Respect page limits. If it says "maximum 5 A4 pages," submit 4.5 to 5 pages. Too short suggests that you don't have enough depth. Too long will not be read — or you will be disqualified.

4. Use the Information Memorandum strategically

The Information Memorandum (IM) is the official channel for asking questions about the specifications. Most bidders use it only to clarify ambiguities. Smart bidders use it as a strategic tool.

Test the limits of the specifications. If a requirement is unclear, ask a specific question. The answer applies to all bidders — but you have taken the initiative and can better tailor your bid accordingly.

Identify disproportionate requirements. If the turnover requirement is five times the contract value, or if the references requested are too specific, ask whether this is proportionate. Contracting authorities are obliged to set proportionate requirements and will often adjust them after a well-founded request.

Read other people's questions. The questions your competitors ask tell you something about how they interpret the specifications. Sometimes you can deduce from this which approach they are taking — and you can set yourself apart.

Pay attention to the timing. Ask your questions well before the deadline. If you ask questions at the last minute, you give the contracting authority little time to respond — and run the risk of the NvI being published too late.

5. Evaluate systematically — even when you lose

Most companies stop thinking about a tender as soon as they know the result. Won? Celebrate. Lost? Too bad, move on to the next one. That's a missed opportunity.

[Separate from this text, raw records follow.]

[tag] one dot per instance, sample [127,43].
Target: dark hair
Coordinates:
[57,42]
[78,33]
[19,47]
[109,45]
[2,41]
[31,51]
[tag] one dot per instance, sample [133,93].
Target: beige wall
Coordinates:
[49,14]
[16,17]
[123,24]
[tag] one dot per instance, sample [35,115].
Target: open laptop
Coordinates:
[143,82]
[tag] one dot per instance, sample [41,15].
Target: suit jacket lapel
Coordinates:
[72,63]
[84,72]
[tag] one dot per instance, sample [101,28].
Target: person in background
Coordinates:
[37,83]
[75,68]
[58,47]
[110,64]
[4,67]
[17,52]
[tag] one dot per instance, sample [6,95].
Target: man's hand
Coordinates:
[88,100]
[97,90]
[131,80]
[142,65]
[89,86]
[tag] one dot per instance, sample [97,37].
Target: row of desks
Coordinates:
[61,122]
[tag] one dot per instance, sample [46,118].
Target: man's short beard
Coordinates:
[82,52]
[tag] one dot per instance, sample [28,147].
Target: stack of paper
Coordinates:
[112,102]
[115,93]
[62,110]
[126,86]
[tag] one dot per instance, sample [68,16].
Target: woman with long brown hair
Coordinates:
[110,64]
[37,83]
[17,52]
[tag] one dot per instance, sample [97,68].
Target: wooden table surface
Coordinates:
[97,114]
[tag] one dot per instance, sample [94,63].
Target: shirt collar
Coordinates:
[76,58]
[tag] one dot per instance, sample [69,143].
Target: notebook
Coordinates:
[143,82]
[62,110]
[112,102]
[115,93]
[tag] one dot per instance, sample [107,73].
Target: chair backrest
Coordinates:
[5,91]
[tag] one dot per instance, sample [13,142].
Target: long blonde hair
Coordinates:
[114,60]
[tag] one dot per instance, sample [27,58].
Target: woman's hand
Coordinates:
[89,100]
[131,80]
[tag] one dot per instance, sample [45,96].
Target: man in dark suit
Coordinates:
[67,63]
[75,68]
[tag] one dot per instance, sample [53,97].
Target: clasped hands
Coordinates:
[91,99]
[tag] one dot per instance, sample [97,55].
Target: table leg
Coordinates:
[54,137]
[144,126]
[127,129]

Always ask for feedback. In public procurement, you have the right to ask why you did not win. Contracting authorities are obliged to justify their decision. Make use of that right—it is free advice on how you can improve.

Build an evaluation database. For each tender, record: the contracting authority, the value, your score, the winning score, and the most important feedback points. After twenty tenders, you will start to see patterns: do you consistently score lower on the price component? Is your plan of action always too vague? Are you making mistakes in your market selection?

Calculate your actual hit rate per segment. Perhaps you win 40% of ICT assignments but only 10% of construction projects. These insights will guide your GO/NO-GO decision when the next opportunity arises.

Share learnings internally. If your tender team consists of several people, organize a short 30-minute evaluation after each important tender. What went well? What will we do differently next time? Document this so that knowledge is not lost.


Conclusion: discipline beats talent

The five tips above have one thing in common: they require discipline and a systematic approach. It is not the company with the best writers that wins the most tenders—it is the company that works most systematically.

Select more carefully, know your competition, write concisely, use the NvI strategically, and evaluate consistently. These are not spectacular insights, but they are the habits that make the difference between a hit rate of 15% and a hit rate of 40%.